Thursday, 5 May 2016

>> End of the Italian Empire

By the fall of 1943, the Italian Empire and all dreams of an Imperial Italy effectively came to an end. On 7 May, the surrender of Axis forces in Tunisia and other near continuous Italian reversals, led King Victor Emmanuel III to plan the removal of Mussolini. Following the Invasion of Sicily, all support for Mussolini evaporated. A meeting of the Grand Council of Fascism was held on 24 July, which managed to impose a vote of no confidence to Mussolini. The "Duce" was subsequently deposed and arrested by the King on the following afternoon. Afterwards, Mussolini remained a prisoner of the King until 12 September, when, on the orders of Hitler, he was rescued by German paratroops and became leader of the newly established Italian Social Republic.

The Cathedral of Tripoli in the 1960s.

After 25 July, the new Italian government under the King and Field Marshal Pietro Badoglio remained outwardly part of the Axis. But, secretly, it started negotiations with the Allies. On the eve of the American landings at Salerno, which started the Allied invasion of Italy, the new Italian government secretly signed an armistice with the Allies. On 8 September, the armistice was made public. In Albania, Yugoslavia, the Dodecanese, and other territories still held by the Italians, German military forces successfully attacked their former Italian allies and ended Italy's rule. During the Dodecanese Campaign, an Allied attempt to take the Dodecanese with the cooperation of the Italian troops ended in total German victory. In China, the Imperial Japanese Army occupied Italy's concession in Tientsin after getting news of the armistice. Later in 1943 the Italian Social Republic formally ceded control of the concession to Japan's puppet regime in China, the Reorganized National Government of China under Wang Jingwei.

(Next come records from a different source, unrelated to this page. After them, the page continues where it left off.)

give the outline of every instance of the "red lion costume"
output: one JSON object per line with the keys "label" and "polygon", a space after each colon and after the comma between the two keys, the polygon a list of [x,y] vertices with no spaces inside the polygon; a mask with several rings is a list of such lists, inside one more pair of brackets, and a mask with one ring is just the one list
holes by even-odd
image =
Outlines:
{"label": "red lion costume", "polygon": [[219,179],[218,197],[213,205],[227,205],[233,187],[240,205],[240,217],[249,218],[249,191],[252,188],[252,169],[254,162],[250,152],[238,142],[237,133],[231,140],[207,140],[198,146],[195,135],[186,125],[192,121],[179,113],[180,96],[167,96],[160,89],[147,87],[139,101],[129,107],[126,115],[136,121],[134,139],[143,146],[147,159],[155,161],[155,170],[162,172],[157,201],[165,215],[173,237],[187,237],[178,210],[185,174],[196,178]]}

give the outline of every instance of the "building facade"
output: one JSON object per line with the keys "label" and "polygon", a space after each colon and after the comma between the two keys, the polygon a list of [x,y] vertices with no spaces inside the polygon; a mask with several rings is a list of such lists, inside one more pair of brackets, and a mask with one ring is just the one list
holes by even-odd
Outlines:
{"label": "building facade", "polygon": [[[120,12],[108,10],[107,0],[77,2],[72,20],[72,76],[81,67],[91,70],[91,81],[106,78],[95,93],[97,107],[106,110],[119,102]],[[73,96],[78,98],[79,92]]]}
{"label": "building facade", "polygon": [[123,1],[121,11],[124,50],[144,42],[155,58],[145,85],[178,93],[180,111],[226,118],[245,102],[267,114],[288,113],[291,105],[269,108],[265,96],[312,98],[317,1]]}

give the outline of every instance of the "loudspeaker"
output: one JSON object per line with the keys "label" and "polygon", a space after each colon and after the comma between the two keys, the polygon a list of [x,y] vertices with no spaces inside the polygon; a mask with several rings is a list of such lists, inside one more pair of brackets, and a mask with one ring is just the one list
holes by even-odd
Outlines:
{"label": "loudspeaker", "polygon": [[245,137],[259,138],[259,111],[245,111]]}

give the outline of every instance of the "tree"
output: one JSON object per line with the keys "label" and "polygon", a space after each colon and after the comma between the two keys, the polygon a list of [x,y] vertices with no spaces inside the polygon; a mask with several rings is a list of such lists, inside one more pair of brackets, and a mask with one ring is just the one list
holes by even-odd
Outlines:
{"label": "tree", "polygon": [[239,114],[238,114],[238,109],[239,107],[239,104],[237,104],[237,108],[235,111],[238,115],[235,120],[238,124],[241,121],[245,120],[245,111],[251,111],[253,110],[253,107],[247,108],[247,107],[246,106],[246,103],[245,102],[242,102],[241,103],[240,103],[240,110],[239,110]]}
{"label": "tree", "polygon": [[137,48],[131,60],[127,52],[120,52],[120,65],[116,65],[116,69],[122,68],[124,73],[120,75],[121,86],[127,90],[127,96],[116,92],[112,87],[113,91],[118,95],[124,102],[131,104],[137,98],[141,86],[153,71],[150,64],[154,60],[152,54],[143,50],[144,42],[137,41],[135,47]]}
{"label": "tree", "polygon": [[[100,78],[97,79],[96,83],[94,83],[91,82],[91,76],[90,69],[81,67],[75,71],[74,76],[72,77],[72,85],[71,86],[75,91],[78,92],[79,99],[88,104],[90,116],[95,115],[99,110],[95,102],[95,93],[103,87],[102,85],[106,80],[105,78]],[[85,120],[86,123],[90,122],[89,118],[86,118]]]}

Italian war cemetery in Keren, Eritrea.

In 1947, the Italian Republic formally lost all her overseas colonial possessions as a result of the Treaty of Peace with Italy. There were discussions to maintain Tripolitania (a province of Italian Libya) as the last Italian colony, but these were not successful. In November 1949, Italian Somaliland was made a United Nations Trust Territory under Italian administration. This lasted until 1 July 1960, when Italian Somaliland was granted its independence and, together with British Somaliland, formed the Somali Republic.